Borel knew just enough about science to realize that the device would not work, though not enough to know why. On the other hand, since these gloops knew even less than he did, there should be no trouble in selling them the idea.
That night Kubanan said: "Sir Felix, a brilliant thought has struck me. Won't you accept an honorary membership in our proud Order? In truth, you'll find it a great advantage while you dwell in Mikardand, or even when you journey elsewhere."
Borel registered surprise. "Me? I'm most humbly grateful, Excellency, but is an outsider like myself worthy of such an honor?" Meanwhile he thought: good old Zerdai! If I were the marrying kind… For a moment he wavered in his determination to shake her when she had served her turn.
"Nonsense, my lad; of course you're worthy. I'd have gone farther and proposed you for full membership, but the Council pointed out that the constitution allows that only to native-born Mikardanders of our own species. As 'tis, honorary membership will provide you with most of the privileges of membership and few of the obligations."
"I'm overcome with happiness."
"Of course there's the little matter of the initiation."
"What?" Borel controlled his face.
"Yes; waive it they would not, since no king are you. It amounts to little; much ceremony and a night's vigil. I'll coach you in the ritual. And you must obtain ceremonial robes; I'll make you a list."
Borel wished he had hiked the printing charges on the lottery material by another fifty percent.
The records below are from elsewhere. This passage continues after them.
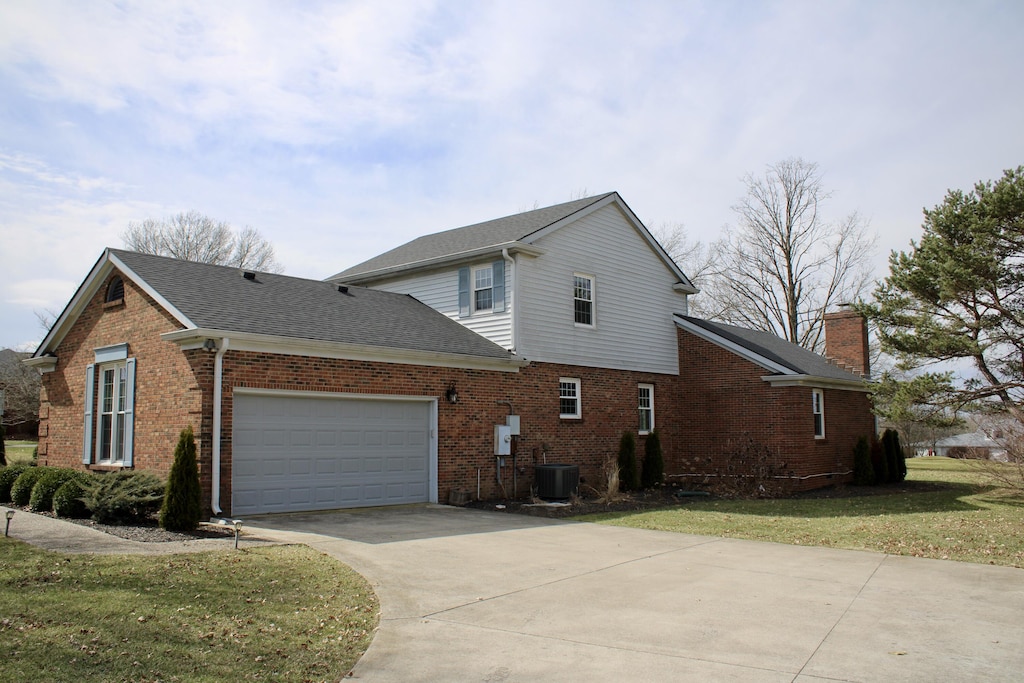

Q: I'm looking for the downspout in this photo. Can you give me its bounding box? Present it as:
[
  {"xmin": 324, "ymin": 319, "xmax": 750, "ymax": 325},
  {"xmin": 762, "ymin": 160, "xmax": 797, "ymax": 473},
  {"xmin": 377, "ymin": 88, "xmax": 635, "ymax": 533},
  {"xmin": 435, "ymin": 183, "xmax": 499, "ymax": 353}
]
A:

The initiation proved not only expensive, but also an interplanetary bore as well. Brothers in fantastic robes and weird masks stood about muttering a mystic chant at intervals. Borel stood in front of the Grand Master of the Order, a tall Krishnan with a lined face, which might have been carved from wood for all the expression it bore. Borel responded to interminable questions; since the language was an archaic dialect of Gozashtandou, he did not really know what he was saying half the time. He was lectured on the Order's glorious past, mighty present, and boundless future, and on his duties to protect and defend his interests. He called down all sorts of elaborate astrological misfortunes on his head should he violate his oaths.